Normally, one would feel done having babies when their family felt complete. But, what if that doesn't happen? What if your family never feels complete?
When we were trying to conceive little miss Samantha, I thought that having her would help our family feel complete and we'd feel done. I felt as though we should be raising 2 children, so if we were given that opportunity, all would be well.
Well, guess what? Now, i feel as though I should be raising 3. And I should be. I should have a 6 year old, 3 year old and 5 week old running and crying through the house at 6 in the morning. Two girls and a boy. But, we aren't. We're raising 2 girls, a 6 year old and a 5 week old and missing our 3 year old son.
So, then, the thought enters your mind that maybe if you have one more, then you'll feel complete.
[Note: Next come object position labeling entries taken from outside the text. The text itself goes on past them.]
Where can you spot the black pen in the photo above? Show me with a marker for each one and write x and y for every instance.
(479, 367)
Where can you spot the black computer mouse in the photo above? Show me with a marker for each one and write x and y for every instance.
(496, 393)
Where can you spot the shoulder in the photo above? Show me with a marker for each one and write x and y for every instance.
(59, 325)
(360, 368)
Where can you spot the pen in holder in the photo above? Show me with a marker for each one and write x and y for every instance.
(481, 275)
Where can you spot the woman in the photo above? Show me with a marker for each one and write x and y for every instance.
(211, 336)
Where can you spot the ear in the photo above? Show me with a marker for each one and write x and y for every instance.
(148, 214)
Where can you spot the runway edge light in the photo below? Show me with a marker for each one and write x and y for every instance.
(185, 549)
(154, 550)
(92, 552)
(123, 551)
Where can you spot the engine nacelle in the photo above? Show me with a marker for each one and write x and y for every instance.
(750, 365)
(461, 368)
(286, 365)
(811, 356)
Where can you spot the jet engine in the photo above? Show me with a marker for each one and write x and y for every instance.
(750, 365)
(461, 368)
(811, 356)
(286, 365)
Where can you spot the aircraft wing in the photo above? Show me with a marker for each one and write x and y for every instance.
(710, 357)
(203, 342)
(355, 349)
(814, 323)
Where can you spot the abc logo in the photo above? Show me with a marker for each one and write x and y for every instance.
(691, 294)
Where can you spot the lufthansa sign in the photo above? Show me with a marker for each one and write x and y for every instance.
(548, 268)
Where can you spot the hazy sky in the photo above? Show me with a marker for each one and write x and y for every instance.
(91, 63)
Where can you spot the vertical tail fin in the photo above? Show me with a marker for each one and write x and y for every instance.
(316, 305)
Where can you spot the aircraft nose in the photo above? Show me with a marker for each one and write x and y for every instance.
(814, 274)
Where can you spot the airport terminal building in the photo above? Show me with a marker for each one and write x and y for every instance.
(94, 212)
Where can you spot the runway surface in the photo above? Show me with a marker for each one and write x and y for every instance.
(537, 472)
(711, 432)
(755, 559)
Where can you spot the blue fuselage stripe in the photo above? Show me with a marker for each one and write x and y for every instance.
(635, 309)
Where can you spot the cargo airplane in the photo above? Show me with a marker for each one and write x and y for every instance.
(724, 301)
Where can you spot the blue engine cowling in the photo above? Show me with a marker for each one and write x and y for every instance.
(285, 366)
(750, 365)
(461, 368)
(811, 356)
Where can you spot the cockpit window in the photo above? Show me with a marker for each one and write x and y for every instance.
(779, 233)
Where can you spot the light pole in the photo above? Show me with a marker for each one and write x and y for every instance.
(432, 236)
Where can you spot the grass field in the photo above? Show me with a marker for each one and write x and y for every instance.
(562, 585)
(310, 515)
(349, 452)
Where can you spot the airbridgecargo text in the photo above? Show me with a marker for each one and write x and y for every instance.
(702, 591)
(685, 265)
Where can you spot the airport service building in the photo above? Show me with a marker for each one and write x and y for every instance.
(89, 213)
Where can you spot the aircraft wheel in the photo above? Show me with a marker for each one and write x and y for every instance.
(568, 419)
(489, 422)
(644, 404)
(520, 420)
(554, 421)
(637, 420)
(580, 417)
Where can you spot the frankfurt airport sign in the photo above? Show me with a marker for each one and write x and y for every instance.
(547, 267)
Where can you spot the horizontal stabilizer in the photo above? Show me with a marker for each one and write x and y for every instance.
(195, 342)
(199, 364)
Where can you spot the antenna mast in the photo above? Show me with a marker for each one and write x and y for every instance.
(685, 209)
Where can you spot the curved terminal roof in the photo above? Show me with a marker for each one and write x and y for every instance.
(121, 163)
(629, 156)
And if it's a boy and you are given the opportunity to raise a son after having that chance ripped away from you, but, it wouldn't replace our opportunity to raise Matthew, our first son, our second child. And nothing is going to fix that. Nothing is going to fill that void.
Which leaves the question, if you will always be missing a part of your family and one of your children, how can your family ever feel complete? And if it never feels complete, how can you know you are done? I can imagine that even if we became the Duggars, had 18 more kids, we would still be imcomplete, Matthew would still be gone and missed.
Wouldn't it be nice to have a crystal ball and know what the future holds?